L’Intelligence Artificielle ne permet pas qu’aux morts de parler ; elle engendre aussi de véritables problématiques

Tout part d’un article du Monde intitulé « En Pologne, l’intelligence artificielle dans une radio tourne au fiasco ». Radio Off Krakow, basée à Cracovie au sud est de la Pologne, a effectivement lancé une expérimentation à l’aide de l’intelligence artificielle (IA) : animer des émissions grâce à des avatars entièrement générés par l’IA. Censé représenter et attirer la génération Z (née entre 1990 et 2010), ces trois animateurs ont créé une grande controverse, provoquant leur « licenciement ». La raison, outre le fait plus ou moins anecdotique que ce ne sont pas des humains, c’est qu’ils ont interrogé la poétesse polonaise Wislawa Szymborska lauréate du prix Nobel de la Littérature en 1996, décédée en 2002. Déjà que l’expérimentation n’a pas forcément convaincu ce pays assez conservateur, faire parler les morts encore moins.

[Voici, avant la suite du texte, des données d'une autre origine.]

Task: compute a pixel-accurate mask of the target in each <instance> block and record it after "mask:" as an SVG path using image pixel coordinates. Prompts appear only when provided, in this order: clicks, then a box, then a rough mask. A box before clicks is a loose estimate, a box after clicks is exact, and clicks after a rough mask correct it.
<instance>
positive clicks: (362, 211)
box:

Mais au-delà des morts qui revivent et des avatars qui peuvent encore s’apparenter à de la science-fiction, l’utilisation de l’IA pose de véritables questions éthiques pour l’avenir des médias. Pour la radio Off Krakow, remplacer des postes d’animateur.ice.s bien vivant.e.s par des machines était sûrement une solution économique mais qui pose néanmoins de vrais problèmes déontologiques. Et ce problème ne touche pas que la Pologne.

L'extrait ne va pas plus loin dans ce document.